There is only one reason Arab terrorists in Gaza continue to attack Israel. See below.]

Hamas sent Mahmoud Zahar, who once told me, "From our ideological point of view, it is not allowed to recognize that Israel controls one square meter of historic Palestine."

[This is the key to the entire conflict. The same basic position is enshrined not only in the Hamas Charter, but in the charter of Fatah, the supposedly "moderate" terrorist group led by Mahmoud Abbas.

Brinkley amazingly includes this quote but ignores the obvious implication: Peace is impossible as long as both Hamas and Israel exist.

The choice is clear, especially since for Hamas Israel is merely the immediate enemy and, ultimately, it looks to destroy America and the rest of Western civilization as well.
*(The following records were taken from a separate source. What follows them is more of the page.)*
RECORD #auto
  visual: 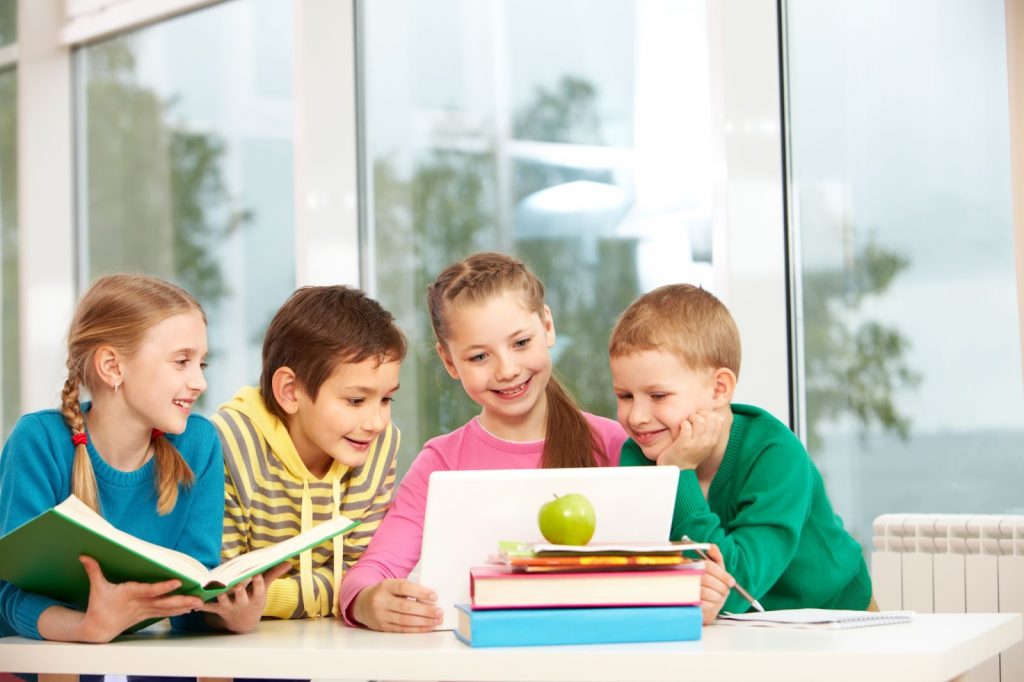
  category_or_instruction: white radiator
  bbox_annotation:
[871,514,1024,682]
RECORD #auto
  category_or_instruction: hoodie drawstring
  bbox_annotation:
[299,480,319,617]
[331,478,345,617]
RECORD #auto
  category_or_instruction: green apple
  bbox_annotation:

Brinkley recognizes that that half-hearted attempts to isolate Hamas (while continuing to supply Gaza and looking the other way as the supplies are turned into bombs and weapons smuggling goes on virtually unimpeded via Egypt) have failed.

It's long past time to get serious.

It's perhaps symbolic that Brinkley's wrongheaded commentary appeared the same day Arab terrorists attacked in Dimona.

Early reports indicate the terrorists were among those who crossed from Gaza into Egypt when Hamas destroyed the border, illustrating the real purpose of that action: the cross-pollination of terrorists in Gaza and the Sinai.

The long-planned action had nothing to do with the phony, staged blackout; it had to do with enhancing the capabilities of the terrorists, both within and outside Gaza.]